[llvm] [DAGCombiner] Relax nsz constraint for FP optimizations (PR #165011)
Guy David via llvm-commits
llvm-commits at lists.llvm.org
Mon Nov 17 03:10:35 PST 2025
https://github.com/guy-david updated https://github.com/llvm/llvm-project/pull/165011
>From 3b586e042186aac40ececc6a1040835501caec3b Mon Sep 17 00:00:00 2001
From: Guy David <guyda96 at gmail.com>
Date: Fri, 24 Oct 2025 19:30:19 +0300
Subject: [PATCH] [DAGCombiner] Relax nsz constraint for FP optimizations
Some floating-point optimization don't trigger because they can produce
incorrect results around signed zeros, and rely on the existence of the
nsz flag which commonly appears when fast-math is enabled.

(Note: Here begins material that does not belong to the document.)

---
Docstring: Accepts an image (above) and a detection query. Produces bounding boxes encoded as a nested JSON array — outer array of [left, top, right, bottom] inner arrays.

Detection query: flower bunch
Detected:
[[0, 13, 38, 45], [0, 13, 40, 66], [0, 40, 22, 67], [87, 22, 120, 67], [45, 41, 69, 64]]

However, this flag is not a hard requirement when all of the users of
the combined value are either guaranteed to overwrite the sign-bit or
simply ignore it (comparisons, etc.).
The optimizations affected:
- fadd x, +0.0 -> x
- fsub x, -0.0 -> x
- fsub +0.0, x -> fneg x
- fdiv(x, sqrt(x)) -> sqrt(x)
- frem lowering with power-of-2 divisors
---
llvm/include/llvm/CodeGen/SelectionDAG.h | 6 ++
llvm/lib/CodeGen/SelectionDAG/DAGCombiner.cpp | 17 +++--
.../lib/CodeGen/SelectionDAG/SelectionDAG.cpp | 40 +++++++++++
.../CodeGen/AArch64/ignore-signed-zero.ll | 72 +++++++++++++++++++
.../AMDGPU/fcanonicalize-elimination.ll | 2 +-
llvm/test/CodeGen/AMDGPU/swdev380865.ll | 5 +-
6 files changed, 132 insertions(+), 10 deletions(-)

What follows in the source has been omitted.